If you choose Yes in the box in your screenshot:
--The Work Order that you're trying to change to the Cancel status, should change to the Cancel status. (I don't recall if it does the other validations first, like checking to see if there are committed costs -- parts and/or labor -- that would prevent it from going to Cancel status.)
-- It does not affect the PM record at all. It does not change the status of the PM, it does not change the Counter, it does not change the forecast, it does not change the next due date. . .
You can, at any time, go over to the PM record and change things (like the Extended Date or the Forecast's New Date to get it to generate a WO at a time different than what it calculated). It's just that if you change the PM before changing things on the Work Order(s) that came from the PM, what you do to the WOs might affect some of the settings on the PM, especially if you change the most-recently-generated ("Last") WO from that PM and choose to reinstate.
For example, we have the PMWOGen cron task running once every morning. With that setup, if I cancel a "Last" PM WO and tell it to reinstate the PM, I know it's going to reset the PM to, essentially, be just as if the WO I'm cancelling never happened. So let's say I had a PM to generate on the first of the month every month. If I cancel the one that generated November 1st and reinstate the PM, it's kinda like when PMWOGen runs tomorrow morning it'll see this PM and think, "Oh no! This PM was supposed to generate back on November 1st, and here it is the 20th!!!! I better make a Work Order!" So therefore I know that because I cancelled that PM Work Order today, I'm going to get a new one tomorrow. Is that what I want? If yes, fine, do nothing more. But usually it isn't. Maybe we're just not going to do that PM in November. So after cancelling the November WO, I need to (manually) go to the PM record and change either the Forecast (if it exists) or the Extended Date so that it doesn't generate again until December 1.
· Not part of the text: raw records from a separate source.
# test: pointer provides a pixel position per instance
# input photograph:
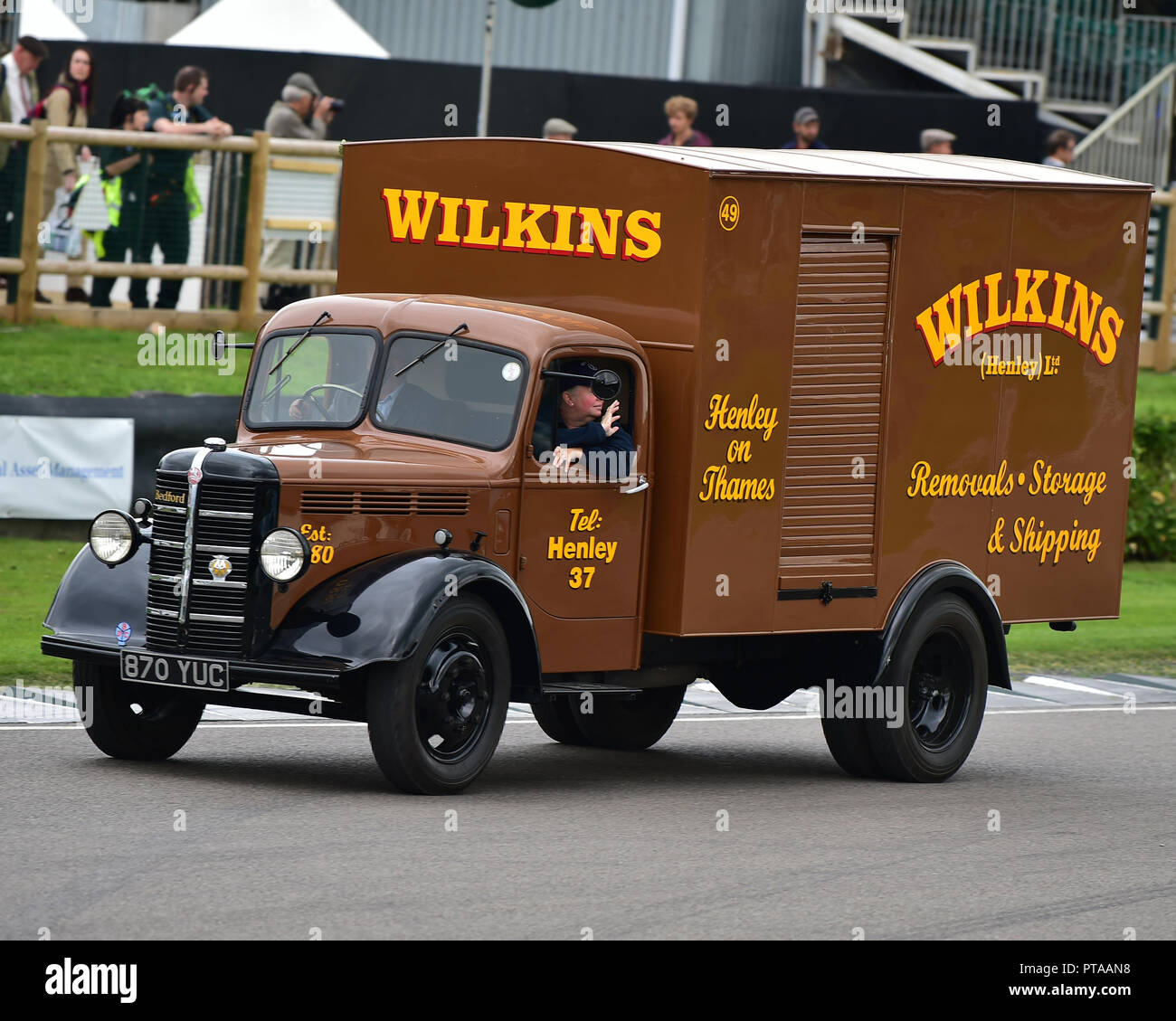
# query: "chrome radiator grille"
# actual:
(204, 615)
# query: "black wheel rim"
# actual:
(939, 692)
(453, 696)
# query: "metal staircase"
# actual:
(1078, 57)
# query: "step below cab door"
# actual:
(584, 525)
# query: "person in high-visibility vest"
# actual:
(172, 199)
(125, 190)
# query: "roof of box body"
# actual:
(867, 165)
(824, 164)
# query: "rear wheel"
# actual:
(849, 743)
(631, 723)
(128, 720)
(435, 719)
(940, 674)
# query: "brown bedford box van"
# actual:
(870, 411)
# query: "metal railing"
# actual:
(1085, 52)
(250, 273)
(1135, 141)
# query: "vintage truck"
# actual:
(880, 408)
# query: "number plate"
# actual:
(179, 672)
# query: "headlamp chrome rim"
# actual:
(133, 536)
(304, 552)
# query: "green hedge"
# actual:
(1152, 506)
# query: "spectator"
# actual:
(19, 94)
(19, 90)
(936, 141)
(172, 198)
(125, 190)
(69, 104)
(302, 112)
(287, 119)
(1059, 148)
(681, 110)
(806, 128)
(556, 128)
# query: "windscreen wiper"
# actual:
(440, 344)
(297, 343)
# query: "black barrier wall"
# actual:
(408, 99)
(165, 422)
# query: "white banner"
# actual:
(69, 468)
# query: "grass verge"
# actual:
(67, 361)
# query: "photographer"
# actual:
(290, 117)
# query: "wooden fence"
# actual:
(260, 147)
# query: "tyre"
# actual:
(940, 672)
(556, 715)
(849, 744)
(435, 719)
(631, 723)
(133, 721)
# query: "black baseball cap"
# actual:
(580, 368)
(34, 46)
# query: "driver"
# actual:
(584, 425)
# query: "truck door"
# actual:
(828, 528)
(583, 529)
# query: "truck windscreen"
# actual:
(322, 382)
(465, 392)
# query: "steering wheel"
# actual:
(309, 396)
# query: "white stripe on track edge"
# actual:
(726, 719)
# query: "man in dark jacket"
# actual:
(586, 426)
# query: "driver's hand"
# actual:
(608, 420)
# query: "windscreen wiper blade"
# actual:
(440, 344)
(297, 343)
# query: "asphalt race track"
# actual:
(282, 829)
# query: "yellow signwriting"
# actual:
(737, 418)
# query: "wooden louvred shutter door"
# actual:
(828, 529)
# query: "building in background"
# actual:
(733, 42)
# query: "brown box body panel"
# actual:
(732, 316)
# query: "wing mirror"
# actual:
(606, 384)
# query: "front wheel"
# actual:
(939, 679)
(128, 720)
(435, 719)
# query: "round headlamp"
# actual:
(113, 536)
(285, 554)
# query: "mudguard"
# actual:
(949, 576)
(380, 610)
(93, 600)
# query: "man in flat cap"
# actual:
(302, 112)
(806, 128)
(936, 141)
(556, 128)
(18, 96)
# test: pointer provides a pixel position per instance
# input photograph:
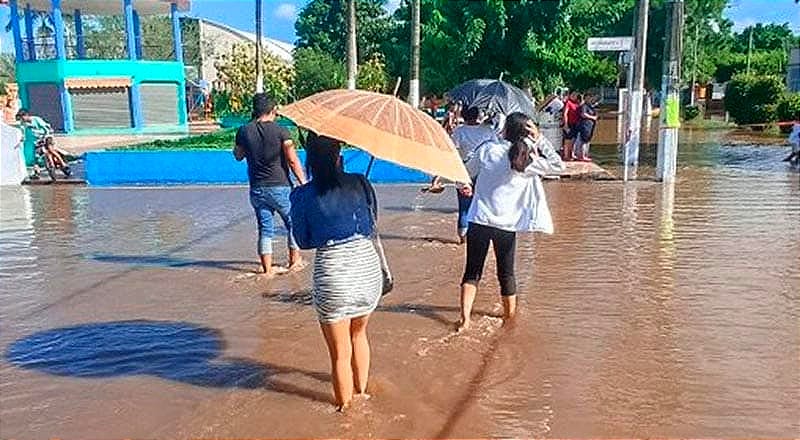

Cancelling PM's can definitely be hairy! Maximo has made great strides over the years to really encourage you to do your PM's. I'd definitely recommend to you that as you work through these, hop over to the source PM before and after you change the Work Orders; and/or get on either a test/dev environment that you have or IBM's Maximo preview site and set up some examples there that you can play with. Look to see what changes and how it changes in different situations, until you get comfortable with it. And, further, see what you can do within your work processes to make it so you don't have to Cancel them at all. Synonym statuses, Conditional Expressions to control who and/or from what statuses PM WO's can be cancelled, looking at historical records to compare when it generated vs when it got done and therefore changing the Frequency (like your example of changing from semi-annual to annual), and, what I find to be most effective, is simply setting it to generate based on Last WO's Actual Finish. Like with your semi-annual example -- even if you kept it as semi-annual -- suppose it was set to be due June 1st, and the WO still isn't done, and it's not done on December 1st (6 months later). Unless I have a really compelling business reason, I don't want another WO to generate on Dec. 1. To me, that's just clutter. I instead want to focus on whatever bad management, supply chain problem, labor shortage, asset/location downtime & availability conflict, etc. has caused us to go so long past when it was supposed to be done, and get that existing WO done. And sure, if possible, evaluate if I really did need that PM every 6 months.